Flavio Briatore ha la «prostatite ai polmoni», gli studenti universitari li avrebbe presi con il lanciafiamme. I runner erano cinghialoni in giro, i ragazzi davanti ai bar sono «allegri e ammucchiati che fanno la movida», gli ambulanti in strada vendevano «zeppole condite con una bella crema al Coronavirus». Vincenzo De Luca ne ha avuta una meglio dell'altra per ogni categoria professionale o personaggio contagiato dal Covid in questo periodo. Oggi però, durante la diretta del venerdì, si è improvvisamente ammorbidito quando si è trattato di parlare del presidente del Calcio Napoli Aurelio De Laurentiis.

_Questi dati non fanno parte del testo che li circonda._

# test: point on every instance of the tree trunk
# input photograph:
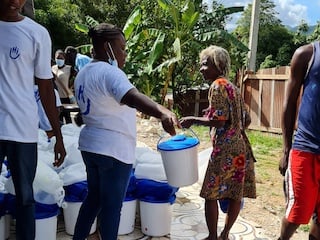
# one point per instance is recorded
(28, 9)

La storia la conosciamo tutti: De Laurentiis è affetto da Covid ed è a Roma in cura (trasferito da Capri). Nei giorni scorsi aveva leggeri fastidi intestinali attribuiti ad una cena pantagruelica e in assenza di tampone positivo si è messo in viaggio per Milano pur risultando poi al ritorno in effetti contagiato. «Un augurio affettuoso a De Laurentiis e a sua moglie – ha detto Vincenzo De Luca in diretta -. Un augurio sincero di pronta guarigione». E poi aggiunge, quasi evangelico: «Ricordatevi che le nostre famiglie e le nostre imprese contano mille volte di più delle bandiere di partito…».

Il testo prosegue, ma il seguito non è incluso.